We rijden weg van station Breda, naar de randen van de stad. Bij een van de eerste haltes wacht een echt Brabantse man. Altijd weer valt me op dat in het zuiden, onder de welbekende rivieren, mensen er vaker naar streven om niet alleen netjes maar piekfijn uit te zien. Deze man draagt een hoed, heeft een baardje waar geen haartje verkeerd van zit, heeft een lange jas, een paraplu over de arm, en draagt leren handschoenen. En hij draagt bloemen. Ik ben benieuwd voor wie ze zijn.
De Brabantse man groet de buschauffeuse, en zoekt vlak bij haar een plaats. Eerst zet hij zijn paraplu neer, onder het raam. De paraplu schuift weg, De Brabantse man strekt zijn hand ernaar uit, maar niet zodanig dat hij de paraplu zou kunnen pakken. De paraplu zakt theatraal, om aandacht vragend, verder scheef. De Brabantse man doet net zo theatraal of hij hem zal grijpen, maar steekt zijn hand nog steeds niet ver genoeg uit. De paraplu valt en de man kijkt fatalistisch. Ik kijk weg, om niet te grinniken.
We rijden verder. Aan de rand van Breda trekt de vrouw de man aan zijn jas. ‘Ze zei toch dat het achter een Jumbo was?’ De man bromt: ‘Nee, niet hier.’ Ik vraag me af waar dan wel: we zijn Breda bijna uit. Ik geloof dat de vrouw het zich ook afvraagt, maar ze zwijgt.
We rijden verder. Er komen scholieren binnen en er gaan scholieren weg. De Brabantse man houdt zijn bloemen wel stevig vast. Hij strekt ze voor zich uit, alsof ze een zwaard zijn. Dan legt hij ze weer even op zijn schoot, voordat ze opnieuw een zwaard worden.
We rijden Oosterhout in, en ik verbaas me erover dat ik volgens de dienstregeling nog twaalf minuten van mijn halte af ben. Is Oosterhout zo groot? Terwijl ik wat onrustig word, zie ik een Jumbo. De bejaarde vrouw trekt haar man weer aan de schouder, en de man bromt weer. Ik begin echt ongerust te worden. Straks staan ze in Raamsdonkveer en moesten ze in Breda zijn.
Een Islamitische dame stapt in, met een kinderwagen. Een halte verder stapt ze weer uit. Ook de Brabantse man stapt uit, en zegt de buschauffeuse omslachtig en uiterst beleefd gedag. Het bejaarde echtpaar stapt ook uit – bij een Albert Heijn.
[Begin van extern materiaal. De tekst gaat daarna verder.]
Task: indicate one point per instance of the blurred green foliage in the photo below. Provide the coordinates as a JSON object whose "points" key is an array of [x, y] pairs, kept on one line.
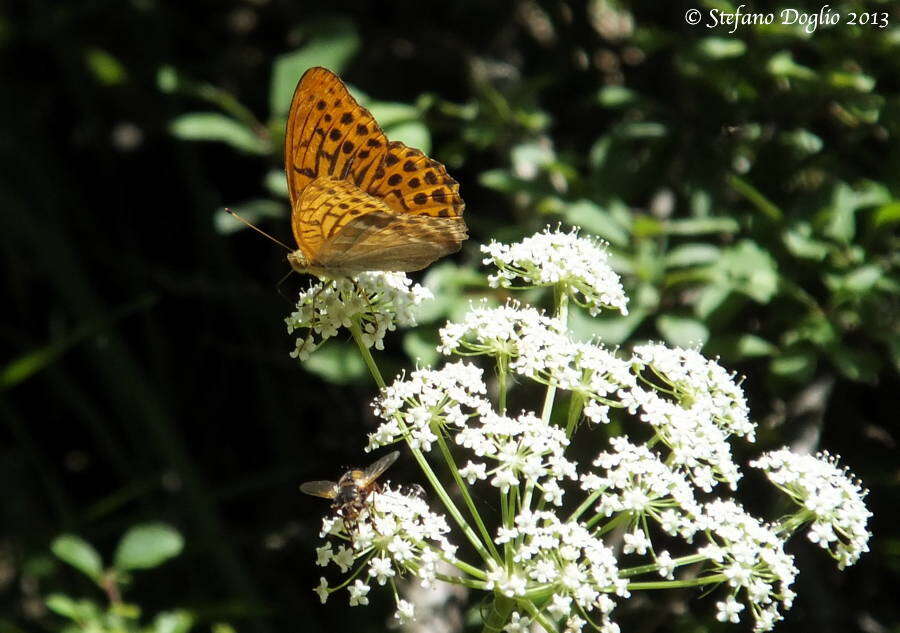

Dan is het mijn beurt, na inderdaad twaalf minuten Oosterhout. Ik loop vijf minuten (in één keer goed!) en bel aan bij het klooster. Ik moet even wachten: ik zit een kwartier in een bibliotheek waar zelfs de klok niet tikt en eeuwenoude stilte heerst. Ik denk nog even aan de busreis. Ik concludeer dat ik echt toe ben aan rust: het voelt alsof ik hele gesprekken heb gevoerd met alle mensen die ik alleen maar heb gezíen. Dan komt de kloosterzuster terug en begint de echte stilte.